Even reading about other people, people unlike you, develops your understanding of yourself

“That is how that person thinks but it is not how I think. This is how I think.” If you don’t know how other people think or feel or behave or react, you don’t really understand yourself. And if you don’t understand yourself, you can’t either celebrate or improve yourself.

Some of my absolute favourite comments about my books from teenagers themselves have been along the lines of them understanding more about their friends. What they might not notice quite yet is that this also gave them more understanding of themselves and of people they have never met. They have started to look outside. They have jumped to a new stage of Theory of Mind.

Books give knowledge and knowledge is a big step towards understanding

Understanding (specifically referred to as Accurate Empathic Understanding) is one of the three “core conditions” of person-centred counselling. (The other two are “unconditional positive regard” or acceptance and “congruence”, or genuineness.) Books, when they reveal so much about a topic and how many people in many contexts are affected, increase that empathetic understanding because they give us knowledge and evidence about things that are us and are not us. They help us build a comprehension of the human world in which as much is true as possible.

Books are mind-opening

They can also be mind-closing when they only tell one side of a story. That’s why it’s important to read more than one book on a topic and, if it’s a topic with “sides”, read about both sides. Read writers you trust. Assess their authority.

My non-fiction books cover the following topics:

So, with all those advantages and disadvantages, what’s the answer? Text-based or face-based?

What works for you?

When you’ve read (*cough* … it’s text) all my advantages and disadvantages above, which do you think inform your current situation and needs? Which choices of support will get you the best outcome?

Do both!

Talk to someone AND read stuff that speaks to you.

When you talk to someone, it might be a trusted friend, adult who cares about you or, if you have that opportunity, a professional. Any can help. It depends on you, your situation and the person you talk to. (And you might get it wrong first time. Try another one.)
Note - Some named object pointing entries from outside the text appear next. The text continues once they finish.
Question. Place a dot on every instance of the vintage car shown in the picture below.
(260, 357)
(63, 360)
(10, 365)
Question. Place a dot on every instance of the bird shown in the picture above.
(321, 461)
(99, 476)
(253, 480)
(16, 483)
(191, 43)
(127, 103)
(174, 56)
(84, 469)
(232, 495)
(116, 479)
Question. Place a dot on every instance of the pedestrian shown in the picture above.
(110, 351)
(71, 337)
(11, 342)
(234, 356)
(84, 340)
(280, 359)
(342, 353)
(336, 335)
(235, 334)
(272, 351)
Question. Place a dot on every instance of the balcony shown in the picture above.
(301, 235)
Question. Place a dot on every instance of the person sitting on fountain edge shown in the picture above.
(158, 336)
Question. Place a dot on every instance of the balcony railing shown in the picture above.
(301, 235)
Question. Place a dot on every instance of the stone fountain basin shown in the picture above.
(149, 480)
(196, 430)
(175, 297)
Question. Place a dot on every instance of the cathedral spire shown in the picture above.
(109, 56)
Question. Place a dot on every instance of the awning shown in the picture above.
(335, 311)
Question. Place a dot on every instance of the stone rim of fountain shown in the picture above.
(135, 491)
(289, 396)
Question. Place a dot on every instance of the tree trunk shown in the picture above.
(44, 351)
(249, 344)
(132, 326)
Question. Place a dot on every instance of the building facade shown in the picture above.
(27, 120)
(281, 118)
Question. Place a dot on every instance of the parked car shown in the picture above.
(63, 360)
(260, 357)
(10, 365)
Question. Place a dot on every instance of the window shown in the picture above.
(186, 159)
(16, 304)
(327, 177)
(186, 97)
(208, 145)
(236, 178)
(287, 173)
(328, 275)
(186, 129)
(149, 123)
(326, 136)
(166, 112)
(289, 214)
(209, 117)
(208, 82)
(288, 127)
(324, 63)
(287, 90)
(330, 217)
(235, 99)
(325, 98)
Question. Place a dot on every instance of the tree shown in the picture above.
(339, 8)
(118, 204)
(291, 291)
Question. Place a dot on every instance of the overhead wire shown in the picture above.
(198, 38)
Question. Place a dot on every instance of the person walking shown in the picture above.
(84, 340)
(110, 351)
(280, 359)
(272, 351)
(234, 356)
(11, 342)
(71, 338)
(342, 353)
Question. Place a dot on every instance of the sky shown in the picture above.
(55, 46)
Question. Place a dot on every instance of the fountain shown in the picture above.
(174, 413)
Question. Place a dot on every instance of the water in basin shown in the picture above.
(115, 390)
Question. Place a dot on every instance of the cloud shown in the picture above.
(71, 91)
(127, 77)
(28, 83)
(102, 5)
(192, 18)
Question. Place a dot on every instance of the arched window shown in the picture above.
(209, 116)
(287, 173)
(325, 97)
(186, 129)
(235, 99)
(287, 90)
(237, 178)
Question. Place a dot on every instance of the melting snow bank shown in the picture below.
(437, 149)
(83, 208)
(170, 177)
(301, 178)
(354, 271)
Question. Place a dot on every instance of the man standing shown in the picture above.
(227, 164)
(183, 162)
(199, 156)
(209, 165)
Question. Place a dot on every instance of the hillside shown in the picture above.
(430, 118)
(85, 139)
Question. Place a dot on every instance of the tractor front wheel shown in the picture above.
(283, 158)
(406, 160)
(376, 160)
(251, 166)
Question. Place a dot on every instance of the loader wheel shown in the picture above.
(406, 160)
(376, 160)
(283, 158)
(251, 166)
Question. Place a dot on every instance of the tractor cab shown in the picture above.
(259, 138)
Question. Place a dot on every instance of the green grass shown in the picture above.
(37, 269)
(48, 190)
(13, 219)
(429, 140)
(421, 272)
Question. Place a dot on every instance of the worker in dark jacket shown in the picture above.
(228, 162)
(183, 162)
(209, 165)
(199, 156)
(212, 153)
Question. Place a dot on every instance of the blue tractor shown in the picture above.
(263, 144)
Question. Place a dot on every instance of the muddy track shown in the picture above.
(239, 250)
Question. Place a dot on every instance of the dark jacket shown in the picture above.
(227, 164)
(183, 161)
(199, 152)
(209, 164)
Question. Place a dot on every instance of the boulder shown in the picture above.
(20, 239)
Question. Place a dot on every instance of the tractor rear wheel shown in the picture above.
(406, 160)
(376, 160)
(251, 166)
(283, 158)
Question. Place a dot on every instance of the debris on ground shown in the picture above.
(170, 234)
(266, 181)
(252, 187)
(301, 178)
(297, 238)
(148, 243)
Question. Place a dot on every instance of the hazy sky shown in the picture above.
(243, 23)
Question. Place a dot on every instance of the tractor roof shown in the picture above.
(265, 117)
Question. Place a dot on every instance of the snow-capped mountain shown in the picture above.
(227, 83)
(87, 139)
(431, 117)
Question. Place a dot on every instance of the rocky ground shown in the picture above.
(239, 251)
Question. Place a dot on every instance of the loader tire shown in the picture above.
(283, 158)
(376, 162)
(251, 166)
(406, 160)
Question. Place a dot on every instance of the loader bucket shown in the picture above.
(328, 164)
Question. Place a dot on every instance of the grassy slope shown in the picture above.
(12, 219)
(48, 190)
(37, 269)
Exactly the same applies when you read something, whether that’s a book or article written for many people or something written for you by a trusted adult or a professional counsellor.
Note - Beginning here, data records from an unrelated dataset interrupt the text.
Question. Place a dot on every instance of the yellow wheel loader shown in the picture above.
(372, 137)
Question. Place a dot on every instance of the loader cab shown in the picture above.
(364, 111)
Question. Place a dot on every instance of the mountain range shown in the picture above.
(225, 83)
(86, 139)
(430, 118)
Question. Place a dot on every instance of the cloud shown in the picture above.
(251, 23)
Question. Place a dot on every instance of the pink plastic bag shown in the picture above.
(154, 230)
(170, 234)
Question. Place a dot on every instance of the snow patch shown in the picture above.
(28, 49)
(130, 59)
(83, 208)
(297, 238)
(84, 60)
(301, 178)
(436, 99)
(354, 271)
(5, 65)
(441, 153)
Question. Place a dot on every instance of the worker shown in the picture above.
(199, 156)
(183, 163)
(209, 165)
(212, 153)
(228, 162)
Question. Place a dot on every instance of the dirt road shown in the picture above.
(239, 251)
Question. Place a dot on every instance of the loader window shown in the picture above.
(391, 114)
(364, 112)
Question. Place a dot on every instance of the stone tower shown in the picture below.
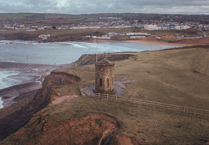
(104, 76)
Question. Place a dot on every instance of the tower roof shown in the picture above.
(105, 62)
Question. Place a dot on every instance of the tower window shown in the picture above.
(100, 82)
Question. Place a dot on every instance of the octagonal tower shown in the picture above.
(104, 76)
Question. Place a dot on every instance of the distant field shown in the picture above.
(167, 76)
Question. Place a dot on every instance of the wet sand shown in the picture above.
(31, 77)
(147, 41)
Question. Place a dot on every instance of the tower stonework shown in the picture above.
(104, 76)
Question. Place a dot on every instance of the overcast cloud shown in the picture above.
(106, 6)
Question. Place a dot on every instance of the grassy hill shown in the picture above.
(167, 76)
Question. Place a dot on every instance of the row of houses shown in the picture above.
(111, 34)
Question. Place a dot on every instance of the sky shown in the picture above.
(105, 6)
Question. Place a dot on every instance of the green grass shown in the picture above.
(163, 76)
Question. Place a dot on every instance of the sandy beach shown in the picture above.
(30, 77)
(147, 41)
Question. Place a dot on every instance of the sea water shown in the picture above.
(64, 52)
(57, 53)
(6, 80)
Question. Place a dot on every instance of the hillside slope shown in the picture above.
(167, 76)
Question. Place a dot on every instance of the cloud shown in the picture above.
(106, 6)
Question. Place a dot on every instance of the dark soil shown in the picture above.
(20, 118)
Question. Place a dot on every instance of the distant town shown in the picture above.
(155, 25)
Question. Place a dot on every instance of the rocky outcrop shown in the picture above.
(87, 130)
(20, 118)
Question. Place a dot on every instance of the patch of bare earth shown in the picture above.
(63, 98)
(86, 130)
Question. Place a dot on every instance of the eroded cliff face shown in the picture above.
(94, 128)
(16, 120)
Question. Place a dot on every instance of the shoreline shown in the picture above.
(147, 42)
(140, 41)
(31, 74)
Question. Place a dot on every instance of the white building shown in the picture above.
(178, 27)
(150, 27)
(135, 37)
(185, 27)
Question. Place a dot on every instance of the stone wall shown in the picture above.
(104, 73)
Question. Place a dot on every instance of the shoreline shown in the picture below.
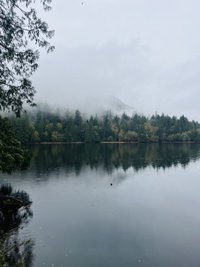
(114, 142)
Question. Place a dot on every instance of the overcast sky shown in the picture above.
(144, 52)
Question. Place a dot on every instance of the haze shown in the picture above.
(146, 53)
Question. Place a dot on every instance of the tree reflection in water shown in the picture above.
(15, 212)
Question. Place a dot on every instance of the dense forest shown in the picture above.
(43, 126)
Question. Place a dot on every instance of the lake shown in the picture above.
(109, 205)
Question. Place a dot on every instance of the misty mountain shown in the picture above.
(101, 104)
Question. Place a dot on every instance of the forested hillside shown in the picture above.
(41, 126)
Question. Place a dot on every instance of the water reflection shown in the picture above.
(15, 213)
(112, 156)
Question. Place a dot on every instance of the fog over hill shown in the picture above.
(91, 106)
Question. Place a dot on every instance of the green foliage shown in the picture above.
(12, 156)
(48, 127)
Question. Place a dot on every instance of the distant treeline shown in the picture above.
(41, 126)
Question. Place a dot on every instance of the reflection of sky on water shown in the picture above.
(148, 217)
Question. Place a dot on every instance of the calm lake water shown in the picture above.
(111, 205)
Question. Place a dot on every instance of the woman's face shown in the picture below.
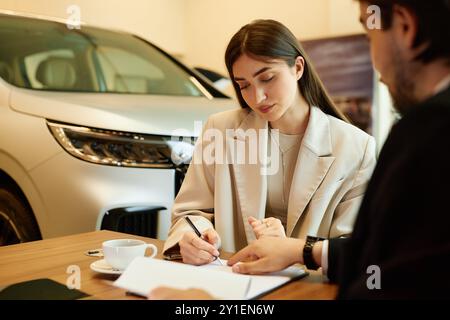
(268, 87)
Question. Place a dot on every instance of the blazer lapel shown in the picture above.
(313, 163)
(251, 184)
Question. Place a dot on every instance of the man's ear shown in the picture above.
(299, 67)
(406, 26)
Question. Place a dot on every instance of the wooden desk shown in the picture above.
(50, 259)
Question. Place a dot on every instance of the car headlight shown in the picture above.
(118, 148)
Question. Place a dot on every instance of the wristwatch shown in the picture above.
(308, 259)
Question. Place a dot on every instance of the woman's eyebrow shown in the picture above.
(255, 74)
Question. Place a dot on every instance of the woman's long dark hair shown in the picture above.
(269, 39)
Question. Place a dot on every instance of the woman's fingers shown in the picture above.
(195, 250)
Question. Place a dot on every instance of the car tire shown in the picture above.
(17, 222)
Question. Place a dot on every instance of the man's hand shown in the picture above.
(269, 227)
(199, 251)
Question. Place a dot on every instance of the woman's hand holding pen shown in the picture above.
(268, 227)
(199, 251)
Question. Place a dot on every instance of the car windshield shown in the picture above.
(46, 55)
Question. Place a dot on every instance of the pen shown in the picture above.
(199, 234)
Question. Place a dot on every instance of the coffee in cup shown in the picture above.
(119, 253)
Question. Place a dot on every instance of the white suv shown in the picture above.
(87, 122)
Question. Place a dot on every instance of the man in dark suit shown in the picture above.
(400, 246)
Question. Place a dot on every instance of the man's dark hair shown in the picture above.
(433, 18)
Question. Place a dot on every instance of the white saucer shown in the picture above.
(102, 266)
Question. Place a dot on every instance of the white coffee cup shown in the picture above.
(119, 253)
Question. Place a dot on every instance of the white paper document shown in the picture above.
(145, 274)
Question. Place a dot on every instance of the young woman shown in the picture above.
(312, 165)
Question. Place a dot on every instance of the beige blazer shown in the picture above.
(334, 164)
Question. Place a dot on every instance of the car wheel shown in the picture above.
(17, 223)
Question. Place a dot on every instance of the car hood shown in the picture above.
(150, 114)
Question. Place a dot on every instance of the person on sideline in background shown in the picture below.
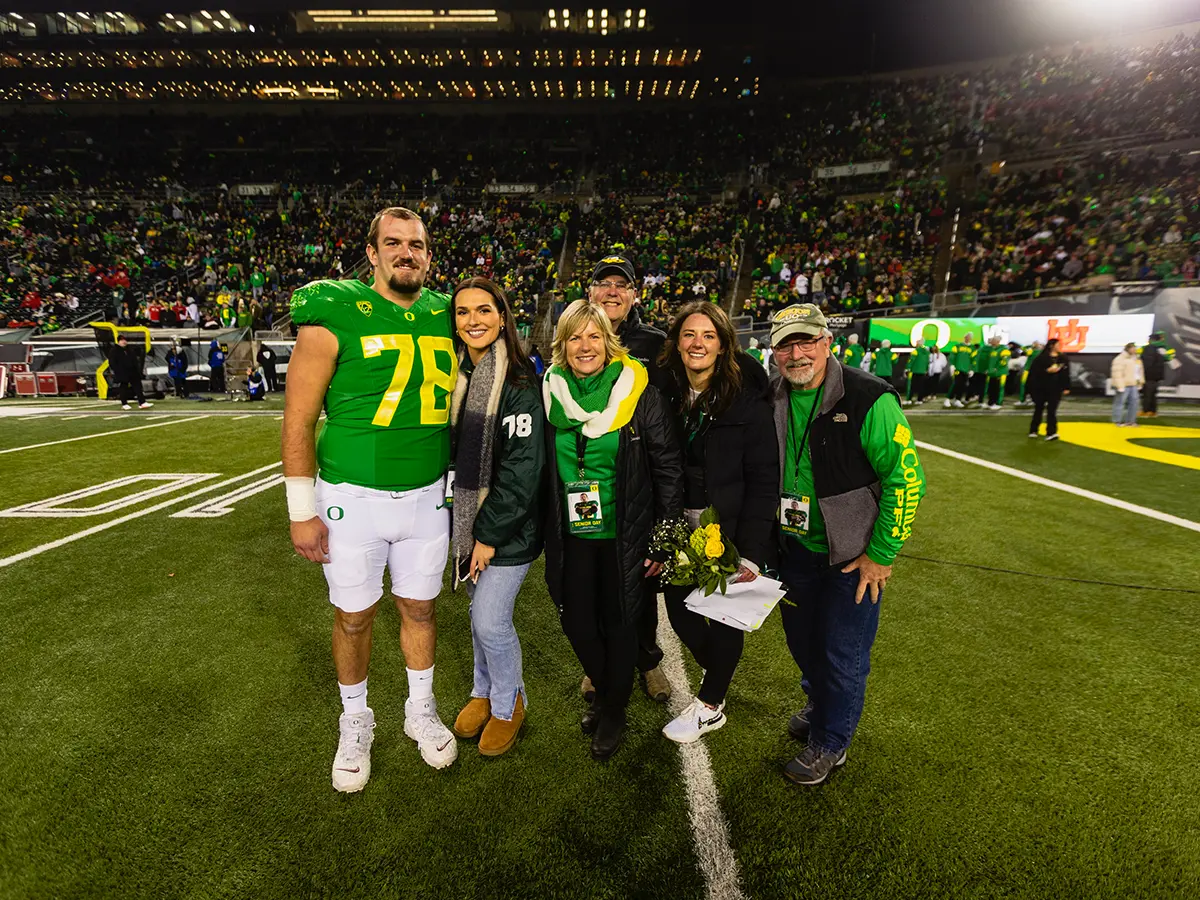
(381, 360)
(615, 289)
(1031, 353)
(916, 372)
(1049, 379)
(727, 442)
(610, 437)
(960, 357)
(1126, 373)
(997, 372)
(1156, 357)
(177, 367)
(852, 478)
(497, 430)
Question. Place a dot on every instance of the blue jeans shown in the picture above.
(1125, 406)
(831, 639)
(498, 676)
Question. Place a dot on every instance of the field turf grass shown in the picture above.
(169, 709)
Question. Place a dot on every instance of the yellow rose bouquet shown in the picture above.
(703, 557)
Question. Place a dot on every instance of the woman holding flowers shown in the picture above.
(615, 472)
(731, 463)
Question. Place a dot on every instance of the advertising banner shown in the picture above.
(1077, 334)
(855, 168)
(510, 189)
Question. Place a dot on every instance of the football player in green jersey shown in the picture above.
(997, 372)
(917, 372)
(959, 355)
(370, 493)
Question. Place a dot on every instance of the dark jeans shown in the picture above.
(715, 646)
(1050, 403)
(831, 639)
(592, 619)
(978, 387)
(132, 388)
(649, 654)
(995, 394)
(1150, 397)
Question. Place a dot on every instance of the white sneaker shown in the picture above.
(352, 766)
(696, 720)
(433, 738)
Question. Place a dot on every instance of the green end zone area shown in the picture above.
(171, 709)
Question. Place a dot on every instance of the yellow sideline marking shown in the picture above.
(1067, 489)
(1113, 439)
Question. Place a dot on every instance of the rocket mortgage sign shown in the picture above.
(1075, 334)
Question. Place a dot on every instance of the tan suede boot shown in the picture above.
(473, 718)
(658, 685)
(499, 736)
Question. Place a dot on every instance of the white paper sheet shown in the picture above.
(745, 606)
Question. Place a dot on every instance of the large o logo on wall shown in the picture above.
(941, 325)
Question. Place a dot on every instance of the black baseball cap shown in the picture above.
(615, 263)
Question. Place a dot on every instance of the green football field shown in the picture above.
(169, 708)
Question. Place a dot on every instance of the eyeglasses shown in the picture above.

In short, listen to yourself

The first action in your healing and strength comes from YOU, in the moment when you choose the help you will accept, the words you will read or the person you will talk and listen to. The great thing about all this is that you do not have just one path in front of you, a choice you will make that excludes all the other possible paths. You can have it all.

Yes, you can have it all. The more you read and listen and talk, the better your life will be. Just keep your eyes and ears wide open and listen to how your mind and body respond.
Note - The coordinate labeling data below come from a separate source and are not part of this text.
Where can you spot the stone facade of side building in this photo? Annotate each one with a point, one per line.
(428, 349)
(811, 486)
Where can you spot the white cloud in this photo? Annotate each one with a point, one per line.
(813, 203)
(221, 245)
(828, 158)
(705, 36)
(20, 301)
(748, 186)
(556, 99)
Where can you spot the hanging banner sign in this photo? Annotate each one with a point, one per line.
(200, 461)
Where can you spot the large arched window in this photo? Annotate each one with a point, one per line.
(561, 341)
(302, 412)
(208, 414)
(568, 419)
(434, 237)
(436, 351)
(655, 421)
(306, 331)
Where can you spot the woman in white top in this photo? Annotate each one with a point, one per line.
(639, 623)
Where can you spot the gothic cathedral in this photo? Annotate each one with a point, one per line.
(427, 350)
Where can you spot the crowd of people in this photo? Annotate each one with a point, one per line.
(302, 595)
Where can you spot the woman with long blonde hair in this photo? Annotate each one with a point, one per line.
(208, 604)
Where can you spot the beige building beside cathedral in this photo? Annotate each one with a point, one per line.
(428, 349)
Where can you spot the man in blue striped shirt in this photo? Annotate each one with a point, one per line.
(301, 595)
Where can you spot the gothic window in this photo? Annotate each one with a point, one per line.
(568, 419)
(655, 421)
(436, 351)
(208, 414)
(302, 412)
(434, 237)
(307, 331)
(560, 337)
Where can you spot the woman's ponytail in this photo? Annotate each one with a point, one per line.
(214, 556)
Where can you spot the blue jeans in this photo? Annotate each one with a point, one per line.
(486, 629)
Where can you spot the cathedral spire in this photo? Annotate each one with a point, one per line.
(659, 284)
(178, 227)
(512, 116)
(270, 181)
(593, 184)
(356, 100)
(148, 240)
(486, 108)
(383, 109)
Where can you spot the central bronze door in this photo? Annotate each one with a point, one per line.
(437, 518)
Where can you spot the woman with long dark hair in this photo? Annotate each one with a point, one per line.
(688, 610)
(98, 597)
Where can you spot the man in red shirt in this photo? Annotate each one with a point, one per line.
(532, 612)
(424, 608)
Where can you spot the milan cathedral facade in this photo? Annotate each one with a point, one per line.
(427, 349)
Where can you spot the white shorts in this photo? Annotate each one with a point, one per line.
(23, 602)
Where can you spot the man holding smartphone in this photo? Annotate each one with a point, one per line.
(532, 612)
Thank you for your question, Julie.

And thank you to all of you who have asked questions, sent me messages, read my books or contributed your comments to this blog.

I’m getting to the point when I feel I’ve said it all, often in several ways and many times. I’m thinking of a change in direction which would see this blog and all its free advice come to an end. What do you think? Let me know, either privately or below!

But maybe none of you read this far… You’re busy and have better things to do. Or maybe if you did you didn’t hear what I’m really saying. Which would be interesting after a post which is about whether written words are more powerful than spoken words.